Published in originally in an obscure magazine in 1909, it got it's first real exposure in 1928 in a collection of other short stories and it can be argued that The Machine Stops belongs much more to the world of H.G.Wells, Aldous Huxley and even George Orwell than to the kind of science fiction we saw develop later. The story itself is disarmingly simple: in a post-apocalyptic world, what is left of humanity now lives underground, shielded from the natural world by an all-seeing, all-knowing 'machine' that anticipates their every move.

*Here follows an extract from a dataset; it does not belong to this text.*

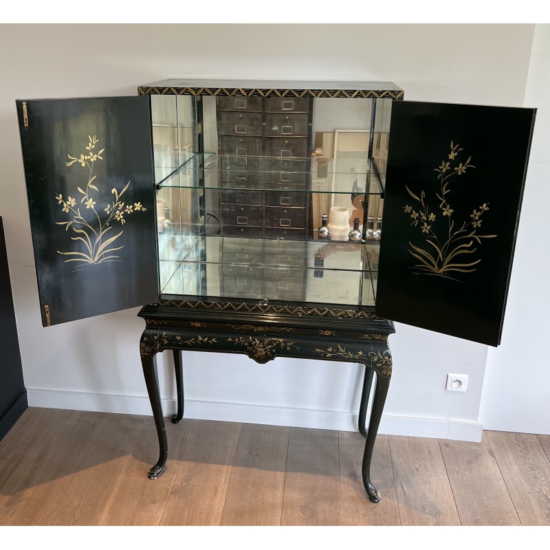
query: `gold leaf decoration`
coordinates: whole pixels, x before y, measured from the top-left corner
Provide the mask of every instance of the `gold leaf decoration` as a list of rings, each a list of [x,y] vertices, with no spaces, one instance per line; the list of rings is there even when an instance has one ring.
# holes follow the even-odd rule
[[[134,212],[144,212],[146,208],[142,206],[140,202],[133,204],[124,203],[120,197],[130,186],[130,182],[126,184],[122,190],[119,193],[113,188],[111,193],[115,195],[114,199],[108,203],[104,208],[96,208],[98,197],[92,195],[91,192],[99,192],[97,185],[92,184],[96,175],[94,174],[95,163],[98,160],[103,160],[102,154],[105,151],[104,148],[96,151],[99,140],[96,135],[88,136],[88,145],[86,146],[86,153],[80,153],[78,157],[67,155],[69,160],[65,162],[67,166],[72,166],[75,163],[84,168],[87,168],[87,182],[85,189],[77,186],[76,190],[80,194],[80,204],[86,207],[86,210],[93,212],[91,216],[85,217],[84,212],[80,212],[80,208],[76,206],[76,200],[70,195],[64,198],[61,193],[56,195],[56,199],[58,204],[62,205],[62,212],[69,214],[69,221],[56,221],[56,225],[65,226],[65,231],[70,228],[76,236],[71,236],[72,241],[79,245],[79,250],[72,250],[67,252],[58,250],[58,253],[63,256],[69,256],[64,263],[78,262],[77,268],[87,265],[102,263],[103,262],[116,261],[120,260],[120,256],[113,252],[118,252],[124,248],[124,245],[116,245],[117,241],[124,233],[120,230],[116,234],[109,234],[116,223],[124,226],[126,223],[125,216],[131,214]],[[118,243],[117,243],[118,244]]]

Not everyone is happy about the total control of experience and emotions the machine is able to exercise and dissent sets in amongst a few citizens until, eventually, the desire to be fully human again results in the machine's grip being broken and, ultimately, the machine stops.

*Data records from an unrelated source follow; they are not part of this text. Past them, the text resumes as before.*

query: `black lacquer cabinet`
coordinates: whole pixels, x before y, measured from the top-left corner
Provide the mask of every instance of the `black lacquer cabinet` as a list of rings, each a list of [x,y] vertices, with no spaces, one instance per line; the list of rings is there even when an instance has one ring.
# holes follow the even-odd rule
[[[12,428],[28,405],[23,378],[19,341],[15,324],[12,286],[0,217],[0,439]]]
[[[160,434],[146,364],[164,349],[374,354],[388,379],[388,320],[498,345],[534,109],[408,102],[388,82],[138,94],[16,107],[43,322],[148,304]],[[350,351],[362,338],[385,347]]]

It's easy to see, even from a summary of this brevity, that this isn't a story about the threat or reach of technology but about the nature of the totalitarian State. Rather than anticipating the emergence of the new technologies, Forster seems to me to be much more concerned with the kind of politics that will eventually create Nazism or totalitarian Communism and it is the desire for States such as these to organise and control their citizens that is really the focus of this fable. The machine is a metaphor for a State that cannot give its citizens the freedom or capacity to make their own decisions and justifies its all-pervasive presence by offering the ultimate protection from the outside world and by taking away from people the need to make even the most basic decisions - the machine, for example, even puts you to bed when you feel fatigued.

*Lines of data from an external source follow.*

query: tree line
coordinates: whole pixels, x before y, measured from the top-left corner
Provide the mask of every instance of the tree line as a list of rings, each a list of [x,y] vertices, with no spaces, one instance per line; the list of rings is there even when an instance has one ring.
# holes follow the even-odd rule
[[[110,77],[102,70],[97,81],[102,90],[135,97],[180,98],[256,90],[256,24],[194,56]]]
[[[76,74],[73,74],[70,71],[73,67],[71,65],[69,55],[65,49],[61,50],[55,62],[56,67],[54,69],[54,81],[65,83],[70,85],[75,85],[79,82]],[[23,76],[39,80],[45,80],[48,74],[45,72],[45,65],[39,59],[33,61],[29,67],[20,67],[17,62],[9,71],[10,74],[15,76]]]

Action of any sort is frowned upon and the decent citizen deals only in ideas - talking endlessly about possibilities of the perfect society and lecturing each other about philosophies. This is clearly a side-swipe at the Left and it's seemingly bottomless passion for reinterpreting texts while doing nothing concrete to improve the situation of the oppressed. Indeed, in this sterile society run by the machine, humans have become, by their inaction, less than human.
The machine has taught the citizen to fear the outside world - contaminated as it is by whatever had precipitated the apocalypse. In fact, it is interaction with the outside world that reinvigorates those who struggle to make contact with this forbidden zone and ultimately brings the machine to a halt. Forster is clearly pointing out the dangers of isolationism and is making the case for the need for free ideas to flow out and back in to states which have closed their borders and their minds to new ideas.
Forster's liberal humanism allows him to believe that single acts of dissent and rebellion or the irrepressible human urge to be free can set in motion fundamental change even within the most repressive state apparatus - a set of ideas people cling onto despite the evidence of history. Totalitarian governments only fall when bigger - more cunning - versions of state control replace them. It wasn't individual acts of rebellion that brought Soviet communism to its knees but the remorseless logic of a new monster, neo-liberal capitalism - a different sort of tyrant that is busy wreaking its own brand of soul-destroying repression. The machine hasn't stopped, we've just swapped it for a new one.